There will now be two heads of corporate and investment banking, rather than one.
Mbatha believes this signals a vote of no confidence in the ability of a black executive to do the job.
“That is distasteful to us. This thing of co-CEOs and co-heads when one person can do the job is a problem issue for us. It doesn’t taste well at all.”
The bank’s explanation is that separating the portfolios is “the most optimal option”, but Mbatha says he doesn’t buy it.
Neither is he appeased by the fact that one of the co-heads, Temi Ofong, is a black African.
“The appointment of a black African as co-CEO of [corporate and investment banking]is not transformation because he is not a South African,” he says. However, he says he has no reason to believe that Ramos is antitransformation, either.
“If she felt he was not the right person for the job, we wouldn’t attack her. We would just say to her: ‘Phakamani would have done the job.'”
He says he doesn’t expect banks or corporates to reveal the information on which they base top appointments: We don’t want them to say: ‘We have appointed this one and not that one because of this or that.’
We just want them to appoint in a transformative manner, and ensure there is a transparent succession plan in place that ensures black professionals are included in the upper echelons.”

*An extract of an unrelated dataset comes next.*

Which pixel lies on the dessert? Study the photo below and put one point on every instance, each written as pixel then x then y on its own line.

In its submission to the recent parliamentary hearings on transformation in the financial services sector, the Banking Association South Africa said most of the key transformation targets set by the financial sector charter had been met.

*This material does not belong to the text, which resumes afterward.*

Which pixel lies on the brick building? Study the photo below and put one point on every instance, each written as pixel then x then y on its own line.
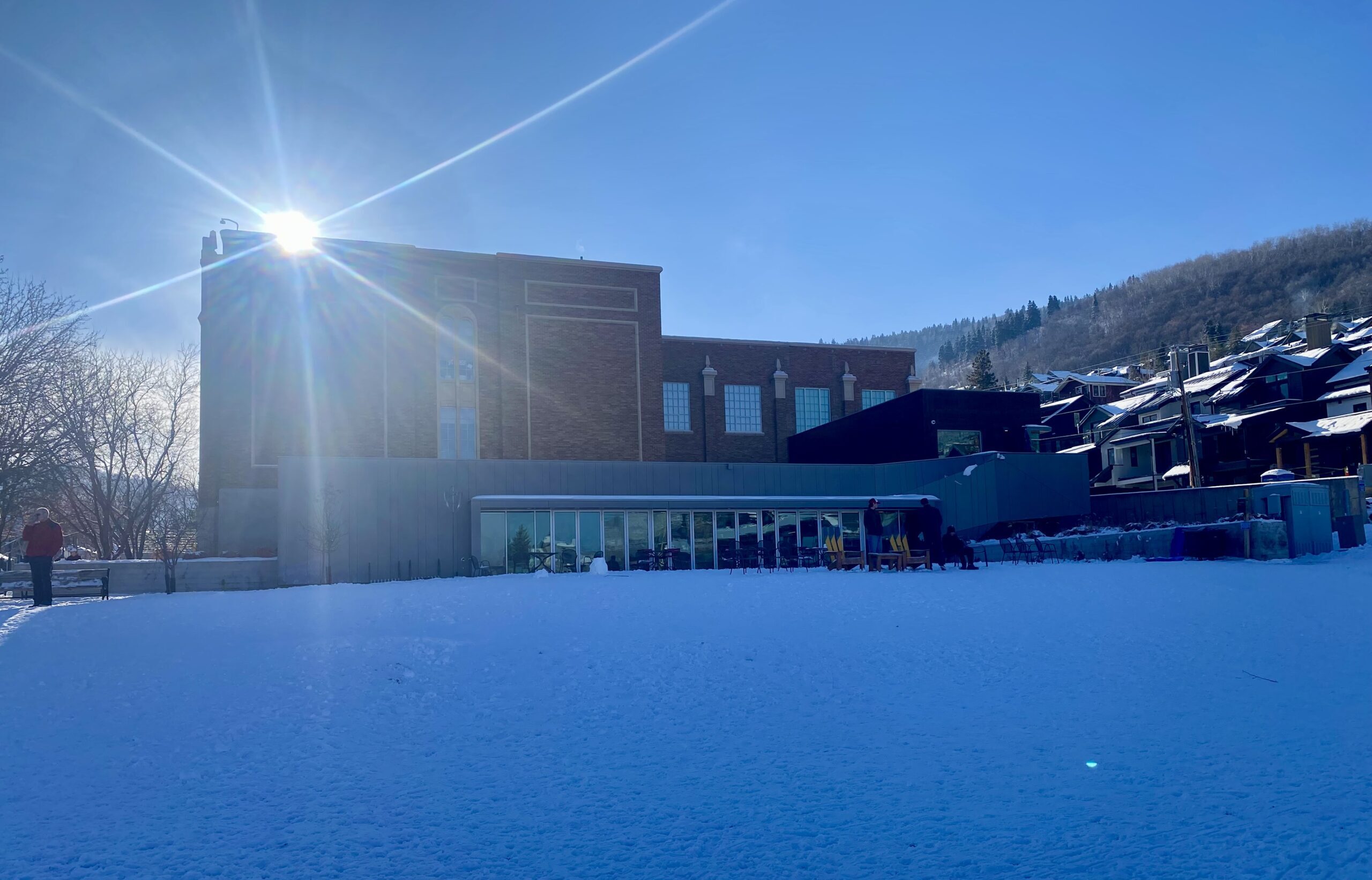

“My response is that the targets are too easy,” says Mbatha.
“We would be fooling ourselves to say we had achieved a lot just because those targets have been met. The targets must be reviewed and increased significantly.”

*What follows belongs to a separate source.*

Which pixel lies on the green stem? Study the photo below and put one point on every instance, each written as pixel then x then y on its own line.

Basa did concede that progress had been slow at board and executive levels, and that the number of black executives and black women in senior management positions had fallen short of the targets.
Mbatha says he hopes the central message of the report that comes out of the hearings will be that the sector must transform faster so that appointments reflect the demographics of South Africa as soon as possible.
Basa conceded that black appointments at executive and board level were going backwards. “Shareholders have been too busy counting revenue and profits to give more support to transformation,” says Mbatha.
He agrees, however, that profits are a necessary condition for transformation, which is why he believes South Africa’s junk status will impede transformation. He says the target of 26% black ownership of banks needs to be met as a matter of urgency.
Questions have been raised about the difficulty of calculating black ownership when black shareholders are not necessarily long term and their holdings fluctuate along with those of other shareholders: “Banks need to watch this and make sure that once black shareholdings drop below the target they do another empowerment transaction,” he says.
In its submission, Basa said a choice must be made between financing black ownership and increasing financing in the economy.
Mbatha says Absip has proposed a black business growth fund to which entities that black shareholders have exited can contribute in lieu of doing another empowerment transaction.
The money would be used to fund black- and woman-owned enterprises within and outside the financial services sector, he says.
Mbatha, 41, is an economist by training who worked at Standard Bank and Absa before joining the Industrial Development Corporation 10 years ago.